Resurrection, o novo e ambicioso filme do aclamado diretor chinês Bi Gan, estreou em circuito seleto de cinemas em janeiro de 2026, trazendo uma experiência cinematográfica de quase três horas que desafia as fronteiras entre realidade e sonho. O longa, que conta com as estrelas Jackson Yee e Shu Qi, se passa em um futuro distópico onde humanos podem viver para sempre, desde que não sonhem. No entanto, a trama gira em torno de figuras chamadas “Deliriantes”, que estão presas em um estado de sonho perpétuo. A obra se configura como uma vasta homenagem não apenas à história da China no século XX, mas também ao próprio poder transformador e atemporal do cinema global, questionando o que perdemos quando abrimos mão da imaginação.
Com previsão de permanecer em cartaz nas próximas semanas, o filme já gera discussão entre críticos e cinéfilos devido à sua narrativa complexa e estrutura não linear. A trama acompanha A Grande Outra, personagem de Shu Qi, em sua missão de encontrar e “desligar” um Deliriante interpretado por Jackson Yee. Para isso, ela projeta os sonhos dele como um filme, drenando seus sentidos lentamente. Dessa forma, a maior parte do metragrama se passa dentro desses sonhos, que transportam o espectador por quatro eras distintas da China, cada uma filmada em um estilo cinematográfico diferente, do expressionismo alemão à Nouvelle Vague de Hong Kong.
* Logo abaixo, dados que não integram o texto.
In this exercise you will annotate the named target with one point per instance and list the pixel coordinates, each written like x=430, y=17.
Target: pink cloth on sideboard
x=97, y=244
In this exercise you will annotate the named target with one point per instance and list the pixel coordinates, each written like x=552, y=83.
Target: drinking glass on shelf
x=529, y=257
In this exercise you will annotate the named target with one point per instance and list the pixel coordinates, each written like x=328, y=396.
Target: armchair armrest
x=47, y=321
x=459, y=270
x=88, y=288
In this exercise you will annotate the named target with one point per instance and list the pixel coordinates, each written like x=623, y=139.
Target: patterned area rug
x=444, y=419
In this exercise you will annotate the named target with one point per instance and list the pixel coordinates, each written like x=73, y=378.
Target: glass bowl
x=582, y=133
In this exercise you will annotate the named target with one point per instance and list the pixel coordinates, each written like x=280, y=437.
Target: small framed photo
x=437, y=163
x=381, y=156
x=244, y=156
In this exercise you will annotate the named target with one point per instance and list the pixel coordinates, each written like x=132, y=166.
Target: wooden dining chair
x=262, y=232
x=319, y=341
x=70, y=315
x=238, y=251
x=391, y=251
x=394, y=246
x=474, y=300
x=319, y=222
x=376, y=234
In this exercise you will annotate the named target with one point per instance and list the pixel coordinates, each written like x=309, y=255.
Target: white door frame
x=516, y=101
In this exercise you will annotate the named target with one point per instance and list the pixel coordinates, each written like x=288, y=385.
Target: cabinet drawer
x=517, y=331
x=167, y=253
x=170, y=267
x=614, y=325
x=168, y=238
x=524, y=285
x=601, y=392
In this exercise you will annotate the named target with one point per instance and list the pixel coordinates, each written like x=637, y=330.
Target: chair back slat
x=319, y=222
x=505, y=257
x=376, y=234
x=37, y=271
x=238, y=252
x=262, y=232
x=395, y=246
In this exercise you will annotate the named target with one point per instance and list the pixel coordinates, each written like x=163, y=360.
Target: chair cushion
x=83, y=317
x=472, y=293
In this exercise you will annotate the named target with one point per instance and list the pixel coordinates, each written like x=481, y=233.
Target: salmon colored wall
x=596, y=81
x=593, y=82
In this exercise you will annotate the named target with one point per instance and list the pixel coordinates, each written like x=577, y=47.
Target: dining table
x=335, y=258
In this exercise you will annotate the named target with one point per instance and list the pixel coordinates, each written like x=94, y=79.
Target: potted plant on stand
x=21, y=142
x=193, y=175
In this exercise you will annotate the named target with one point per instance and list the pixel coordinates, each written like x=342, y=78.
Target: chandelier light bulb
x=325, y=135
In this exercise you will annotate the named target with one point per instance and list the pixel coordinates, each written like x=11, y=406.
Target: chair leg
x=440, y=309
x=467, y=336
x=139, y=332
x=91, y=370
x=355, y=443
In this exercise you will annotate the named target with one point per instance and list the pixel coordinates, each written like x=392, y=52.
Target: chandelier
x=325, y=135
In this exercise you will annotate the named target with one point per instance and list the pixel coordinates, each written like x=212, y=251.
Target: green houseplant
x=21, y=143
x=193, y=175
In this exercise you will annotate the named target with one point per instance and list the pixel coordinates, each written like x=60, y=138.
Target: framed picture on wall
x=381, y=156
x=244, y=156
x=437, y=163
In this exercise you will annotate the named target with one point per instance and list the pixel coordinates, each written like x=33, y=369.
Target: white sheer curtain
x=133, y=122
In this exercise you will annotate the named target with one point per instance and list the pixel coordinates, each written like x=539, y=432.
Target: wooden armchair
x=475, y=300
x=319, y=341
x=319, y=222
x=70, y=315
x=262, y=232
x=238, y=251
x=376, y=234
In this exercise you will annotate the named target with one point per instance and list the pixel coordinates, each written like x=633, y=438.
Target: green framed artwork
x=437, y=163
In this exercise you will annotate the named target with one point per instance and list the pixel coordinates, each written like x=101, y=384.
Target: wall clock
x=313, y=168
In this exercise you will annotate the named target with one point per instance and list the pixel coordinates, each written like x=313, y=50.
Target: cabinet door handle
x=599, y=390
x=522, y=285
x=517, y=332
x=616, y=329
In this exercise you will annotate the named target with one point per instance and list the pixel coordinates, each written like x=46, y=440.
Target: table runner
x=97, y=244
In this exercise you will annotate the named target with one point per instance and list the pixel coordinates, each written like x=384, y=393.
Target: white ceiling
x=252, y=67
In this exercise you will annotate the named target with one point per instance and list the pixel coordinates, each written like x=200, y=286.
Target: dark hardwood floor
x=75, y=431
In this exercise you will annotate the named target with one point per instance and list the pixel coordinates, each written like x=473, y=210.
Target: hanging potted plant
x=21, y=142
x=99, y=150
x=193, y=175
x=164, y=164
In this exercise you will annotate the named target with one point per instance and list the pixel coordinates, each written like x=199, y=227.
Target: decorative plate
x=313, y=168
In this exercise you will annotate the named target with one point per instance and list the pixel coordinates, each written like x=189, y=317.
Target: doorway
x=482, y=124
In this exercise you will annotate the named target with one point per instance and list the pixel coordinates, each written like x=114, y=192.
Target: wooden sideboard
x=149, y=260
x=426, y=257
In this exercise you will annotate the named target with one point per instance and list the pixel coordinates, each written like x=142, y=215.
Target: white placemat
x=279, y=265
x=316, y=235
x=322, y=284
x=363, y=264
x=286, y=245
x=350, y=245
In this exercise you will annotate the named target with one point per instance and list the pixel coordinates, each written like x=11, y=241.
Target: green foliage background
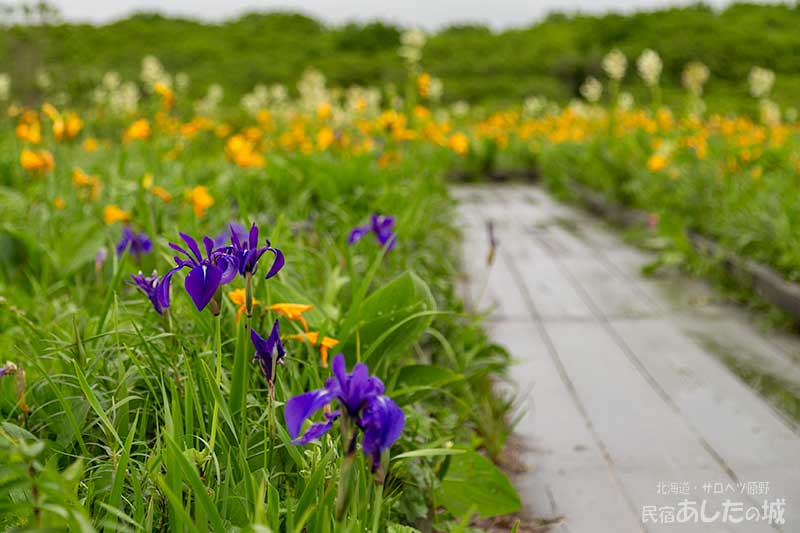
x=550, y=58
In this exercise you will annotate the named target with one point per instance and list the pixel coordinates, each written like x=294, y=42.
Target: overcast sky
x=429, y=14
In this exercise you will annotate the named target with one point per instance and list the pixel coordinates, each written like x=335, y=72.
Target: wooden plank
x=565, y=463
x=611, y=293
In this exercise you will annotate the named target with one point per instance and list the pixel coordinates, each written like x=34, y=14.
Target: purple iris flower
x=155, y=287
x=207, y=273
x=100, y=258
x=247, y=253
x=8, y=368
x=138, y=244
x=266, y=349
x=381, y=226
x=361, y=400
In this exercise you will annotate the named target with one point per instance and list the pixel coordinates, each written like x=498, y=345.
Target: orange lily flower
x=293, y=312
x=313, y=337
x=237, y=296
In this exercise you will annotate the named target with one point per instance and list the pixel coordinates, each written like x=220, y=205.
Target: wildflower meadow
x=241, y=312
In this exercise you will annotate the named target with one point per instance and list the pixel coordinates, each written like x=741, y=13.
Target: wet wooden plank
x=611, y=293
x=643, y=391
x=565, y=463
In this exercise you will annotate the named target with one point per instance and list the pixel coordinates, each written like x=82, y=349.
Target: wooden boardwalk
x=625, y=404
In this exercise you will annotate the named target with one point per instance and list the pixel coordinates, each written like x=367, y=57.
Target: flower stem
x=218, y=344
x=376, y=514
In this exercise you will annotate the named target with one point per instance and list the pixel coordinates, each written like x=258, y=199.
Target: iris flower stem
x=376, y=514
x=218, y=344
x=271, y=420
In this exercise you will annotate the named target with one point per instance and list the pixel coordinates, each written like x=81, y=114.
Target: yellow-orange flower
x=312, y=337
x=166, y=94
x=424, y=84
x=200, y=199
x=241, y=151
x=67, y=127
x=657, y=162
x=139, y=130
x=90, y=144
x=459, y=143
x=324, y=110
x=325, y=138
x=36, y=161
x=113, y=213
x=292, y=311
x=237, y=296
x=162, y=194
x=29, y=132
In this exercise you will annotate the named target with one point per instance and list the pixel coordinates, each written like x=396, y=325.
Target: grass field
x=179, y=275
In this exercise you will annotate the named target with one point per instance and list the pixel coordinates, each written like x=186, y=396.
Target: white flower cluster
x=649, y=66
x=209, y=104
x=5, y=86
x=263, y=97
x=120, y=97
x=153, y=73
x=591, y=89
x=312, y=90
x=363, y=101
x=625, y=101
x=412, y=43
x=182, y=81
x=435, y=90
x=615, y=64
x=694, y=77
x=460, y=108
x=761, y=80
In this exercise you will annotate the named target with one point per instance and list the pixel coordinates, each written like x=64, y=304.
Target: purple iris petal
x=248, y=253
x=314, y=432
x=138, y=244
x=201, y=284
x=382, y=421
x=156, y=288
x=207, y=274
x=381, y=226
x=361, y=397
x=268, y=348
x=277, y=264
x=300, y=408
x=357, y=233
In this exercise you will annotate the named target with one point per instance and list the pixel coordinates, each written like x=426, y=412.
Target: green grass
x=115, y=431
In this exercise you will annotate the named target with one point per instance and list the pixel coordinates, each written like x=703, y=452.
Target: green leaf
x=473, y=481
x=413, y=377
x=429, y=452
x=392, y=318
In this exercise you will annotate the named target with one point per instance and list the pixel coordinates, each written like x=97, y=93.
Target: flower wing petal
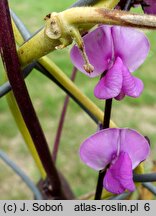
x=151, y=7
x=98, y=47
x=132, y=46
x=131, y=86
x=110, y=85
x=97, y=150
x=119, y=176
x=135, y=145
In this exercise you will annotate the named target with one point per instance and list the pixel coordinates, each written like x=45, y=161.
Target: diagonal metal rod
x=21, y=174
x=25, y=34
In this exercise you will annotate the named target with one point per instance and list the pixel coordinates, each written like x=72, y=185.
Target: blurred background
x=48, y=99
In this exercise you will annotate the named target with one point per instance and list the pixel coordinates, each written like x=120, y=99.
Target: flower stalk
x=65, y=27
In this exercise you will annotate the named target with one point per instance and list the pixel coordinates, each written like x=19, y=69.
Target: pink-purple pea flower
x=115, y=52
x=117, y=150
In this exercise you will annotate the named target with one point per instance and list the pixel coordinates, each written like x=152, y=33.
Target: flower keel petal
x=119, y=176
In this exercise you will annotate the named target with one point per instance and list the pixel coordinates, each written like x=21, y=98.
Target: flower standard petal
x=119, y=176
x=131, y=86
x=131, y=46
x=110, y=85
x=97, y=151
x=98, y=47
x=135, y=145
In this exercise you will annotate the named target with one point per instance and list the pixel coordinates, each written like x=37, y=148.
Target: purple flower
x=117, y=150
x=117, y=51
x=149, y=6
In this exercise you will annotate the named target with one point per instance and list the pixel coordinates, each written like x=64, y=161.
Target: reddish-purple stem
x=12, y=65
x=61, y=121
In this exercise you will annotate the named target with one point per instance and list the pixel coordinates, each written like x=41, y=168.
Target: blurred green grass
x=48, y=100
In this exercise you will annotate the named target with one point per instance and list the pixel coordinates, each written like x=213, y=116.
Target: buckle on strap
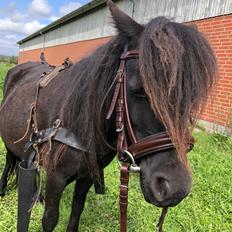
x=133, y=167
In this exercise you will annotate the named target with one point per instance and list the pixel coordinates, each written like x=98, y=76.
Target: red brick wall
x=218, y=31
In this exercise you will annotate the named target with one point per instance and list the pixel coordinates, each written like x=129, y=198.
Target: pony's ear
x=124, y=23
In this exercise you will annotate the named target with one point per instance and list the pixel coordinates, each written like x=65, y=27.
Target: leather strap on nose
x=155, y=143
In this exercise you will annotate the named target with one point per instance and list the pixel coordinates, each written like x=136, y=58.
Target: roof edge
x=78, y=12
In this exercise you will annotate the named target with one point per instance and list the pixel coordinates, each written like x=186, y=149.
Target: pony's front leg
x=10, y=163
x=55, y=185
x=81, y=189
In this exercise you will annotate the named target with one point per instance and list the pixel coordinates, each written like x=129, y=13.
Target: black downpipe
x=26, y=189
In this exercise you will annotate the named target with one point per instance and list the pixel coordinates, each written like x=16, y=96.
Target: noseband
x=138, y=148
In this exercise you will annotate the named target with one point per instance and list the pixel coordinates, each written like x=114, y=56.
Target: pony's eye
x=139, y=93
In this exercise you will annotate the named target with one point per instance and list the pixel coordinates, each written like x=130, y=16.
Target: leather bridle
x=138, y=148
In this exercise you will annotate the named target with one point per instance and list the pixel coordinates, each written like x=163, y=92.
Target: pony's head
x=166, y=87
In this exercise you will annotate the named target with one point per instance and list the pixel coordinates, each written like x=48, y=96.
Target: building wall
x=97, y=24
x=218, y=30
x=55, y=55
x=213, y=17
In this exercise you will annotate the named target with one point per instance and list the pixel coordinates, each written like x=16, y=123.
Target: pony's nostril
x=162, y=188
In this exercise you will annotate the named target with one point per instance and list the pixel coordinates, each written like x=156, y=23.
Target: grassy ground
x=208, y=208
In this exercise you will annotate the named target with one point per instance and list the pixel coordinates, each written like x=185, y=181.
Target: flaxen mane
x=175, y=59
x=178, y=68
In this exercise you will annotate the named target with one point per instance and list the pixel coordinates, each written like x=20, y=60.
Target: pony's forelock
x=178, y=68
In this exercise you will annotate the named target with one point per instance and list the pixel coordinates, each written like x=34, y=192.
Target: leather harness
x=127, y=155
x=138, y=148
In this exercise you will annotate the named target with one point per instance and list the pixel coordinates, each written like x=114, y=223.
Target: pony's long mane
x=92, y=77
x=178, y=68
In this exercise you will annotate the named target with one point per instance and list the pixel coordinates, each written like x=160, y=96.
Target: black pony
x=166, y=87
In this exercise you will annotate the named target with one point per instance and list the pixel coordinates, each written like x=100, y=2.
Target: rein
x=138, y=148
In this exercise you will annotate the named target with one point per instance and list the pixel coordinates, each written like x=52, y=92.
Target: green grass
x=208, y=208
x=3, y=70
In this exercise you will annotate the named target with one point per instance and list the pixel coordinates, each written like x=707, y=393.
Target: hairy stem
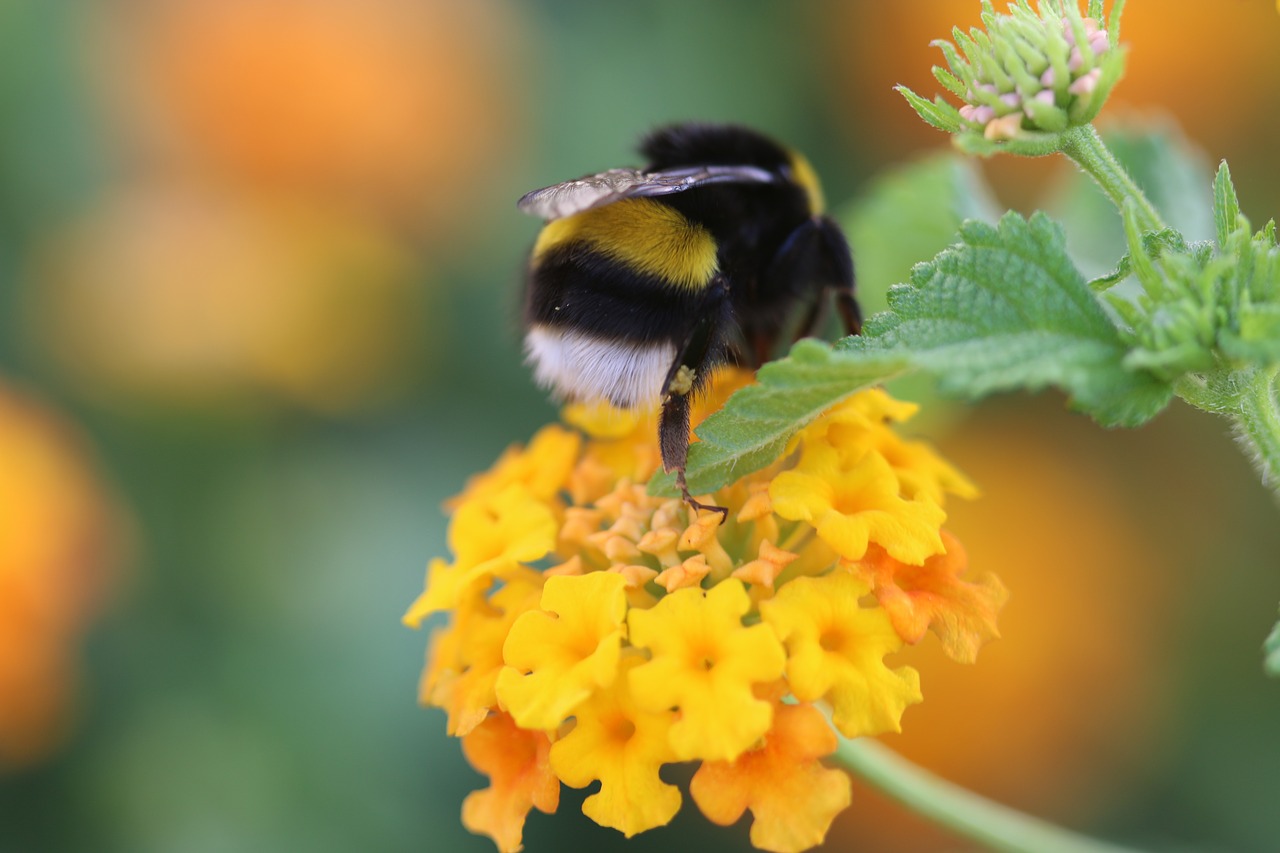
x=1257, y=424
x=974, y=817
x=1086, y=147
Uma Jornada Onírica pela História do Cinema
O filme é menos interessado em uma narrativa convencional e mais em criar uma sensação de sonho cinematográfico. Cada um dos quatro sonhos do Deliriante representa um capítulo visual e histórico distinto, explorando desde um noir da Segunda Guerra Mundial até um romance vampiresco na virada do ano 2000. Bi Gan, conhecido por filmes como “Long Day’s Journey Into Night”, usa essa estrutura para fazer um passeio pelas eras e estéticas do cinema, criando um mosaico que reflete a evolução da sétima arte. O clímax do filme é uma sequência de plano-sequência deslumbrante, com mais de trinta minutos, que homenageia o cinema gangster de Hong Kong dos anos 80 e 90.
Apesar da duração desafiadora e do tom enigmático, “Resurrection” é uma experiência pensada para quem vê no cinema mais do que entretenimento. O filme propõe uma reflexão profunda sobre a necessidade da arte, da memória e, sobretudo, da capacidade de sonhar. Ao final, a pergunta que fica é justamente a que o diretor parece fazer: em um mundo que busca a permanência e a fuga da dor, qual é o preço de abandonarmos completamente nossas ilusões e nossa imaginação? A obra de Bi Gan, portanto, se afirma não como um simples passatempo, mas como um manifesto visceral em defesa do poder criativo do cinema.